Featured Artist

Eva Beresin

Profile

Biography

Eva Beresin (b. 1955, Budapest, Hungary) grew up surrounded by an extensive collection of artworks and objects amassed by her father, an obsessive collector. This early exposure provided her with a rich visual vocabulary, further shaped by fragments of 1960s counterculture that filtered through the Iron Curtain. Combined with the realities of the Soviet system, these influences underpin Beresin’s distinctive practice, characterised by a grotesque humour rooted in melancholy.

She studied at the Academy of Fine Arts in Budapest before moving to Vienna in 1976. Over the past four decades, she has developed a practice centred on expressive figuration, working across media and exhibiting widely, including in independently produced, transdisciplinary projects in Vienna’s off-spaces in the early 2000s.

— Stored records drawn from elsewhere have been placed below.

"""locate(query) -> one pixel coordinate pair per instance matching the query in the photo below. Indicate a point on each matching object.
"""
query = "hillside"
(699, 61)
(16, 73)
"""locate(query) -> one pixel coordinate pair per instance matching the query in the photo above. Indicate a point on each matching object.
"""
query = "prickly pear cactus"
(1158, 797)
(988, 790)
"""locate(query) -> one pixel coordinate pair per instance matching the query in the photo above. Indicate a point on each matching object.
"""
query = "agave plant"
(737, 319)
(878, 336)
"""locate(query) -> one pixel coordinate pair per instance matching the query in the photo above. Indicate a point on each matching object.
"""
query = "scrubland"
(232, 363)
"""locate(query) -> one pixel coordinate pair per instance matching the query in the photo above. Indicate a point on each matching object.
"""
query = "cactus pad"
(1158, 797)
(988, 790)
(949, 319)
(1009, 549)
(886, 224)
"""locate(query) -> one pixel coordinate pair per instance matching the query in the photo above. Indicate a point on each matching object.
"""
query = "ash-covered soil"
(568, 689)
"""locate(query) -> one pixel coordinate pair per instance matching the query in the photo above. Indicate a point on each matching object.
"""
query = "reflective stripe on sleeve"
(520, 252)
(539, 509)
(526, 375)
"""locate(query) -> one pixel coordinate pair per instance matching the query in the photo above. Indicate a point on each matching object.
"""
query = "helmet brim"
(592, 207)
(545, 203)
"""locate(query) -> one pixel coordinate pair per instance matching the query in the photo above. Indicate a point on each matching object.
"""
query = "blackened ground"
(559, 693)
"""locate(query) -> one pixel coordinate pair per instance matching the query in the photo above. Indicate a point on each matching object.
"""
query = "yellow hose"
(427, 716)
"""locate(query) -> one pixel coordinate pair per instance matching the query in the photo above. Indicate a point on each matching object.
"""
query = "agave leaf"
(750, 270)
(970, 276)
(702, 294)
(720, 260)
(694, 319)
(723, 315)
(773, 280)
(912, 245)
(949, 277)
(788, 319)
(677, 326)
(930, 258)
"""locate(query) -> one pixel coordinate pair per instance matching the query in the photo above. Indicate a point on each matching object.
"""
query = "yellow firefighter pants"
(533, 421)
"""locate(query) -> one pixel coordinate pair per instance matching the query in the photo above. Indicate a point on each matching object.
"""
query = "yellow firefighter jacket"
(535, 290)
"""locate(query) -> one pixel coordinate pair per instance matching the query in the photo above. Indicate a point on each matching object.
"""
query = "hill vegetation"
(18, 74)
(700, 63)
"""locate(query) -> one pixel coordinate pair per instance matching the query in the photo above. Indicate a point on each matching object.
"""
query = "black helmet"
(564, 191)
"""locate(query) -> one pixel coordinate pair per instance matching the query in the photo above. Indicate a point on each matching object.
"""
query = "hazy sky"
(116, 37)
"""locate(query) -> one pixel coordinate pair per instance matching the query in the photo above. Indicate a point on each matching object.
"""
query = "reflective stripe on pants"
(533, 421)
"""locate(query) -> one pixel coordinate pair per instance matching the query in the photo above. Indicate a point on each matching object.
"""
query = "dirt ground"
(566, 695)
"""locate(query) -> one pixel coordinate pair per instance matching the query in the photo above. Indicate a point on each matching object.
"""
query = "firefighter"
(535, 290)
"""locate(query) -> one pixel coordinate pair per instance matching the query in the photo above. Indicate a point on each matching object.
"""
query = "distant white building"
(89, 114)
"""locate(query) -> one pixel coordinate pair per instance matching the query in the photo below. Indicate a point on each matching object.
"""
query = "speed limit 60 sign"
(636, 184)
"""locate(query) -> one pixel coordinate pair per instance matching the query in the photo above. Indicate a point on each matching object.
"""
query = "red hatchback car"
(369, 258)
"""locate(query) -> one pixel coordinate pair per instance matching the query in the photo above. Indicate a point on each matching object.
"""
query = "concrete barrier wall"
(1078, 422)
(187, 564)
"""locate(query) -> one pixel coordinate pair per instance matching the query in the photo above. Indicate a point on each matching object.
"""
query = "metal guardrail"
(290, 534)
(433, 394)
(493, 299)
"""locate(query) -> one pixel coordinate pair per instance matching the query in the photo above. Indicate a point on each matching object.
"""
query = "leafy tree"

Since 2015, Beresin has been represented by Charim Galerie, Vienna, which that same year presented her largest project to date: an artistic interpretation of her mother’s diary, written after her liberation from Auschwitz. Engaged with only after her mother’s death, this body of work translates personal and historical memory into layered painterly narratives, reflecting on trauma and inherited history.

Beresin is also the author of Ninety-Eight Pages (Verlag für moderne Kunst). In more recent works, particularly since 2019, she paints in oil directly onto vintage fashion magazines, exploring her own body and self-perception. By placing herself—virtually—within the historical context of Auschwitz, she seeks to retrace her family’s past and initiate an imagined dialogue with those she never met. Her practice continues to embrace vulnerability with increasing openness, balancing discomfort with a deeply personal sense of resilience.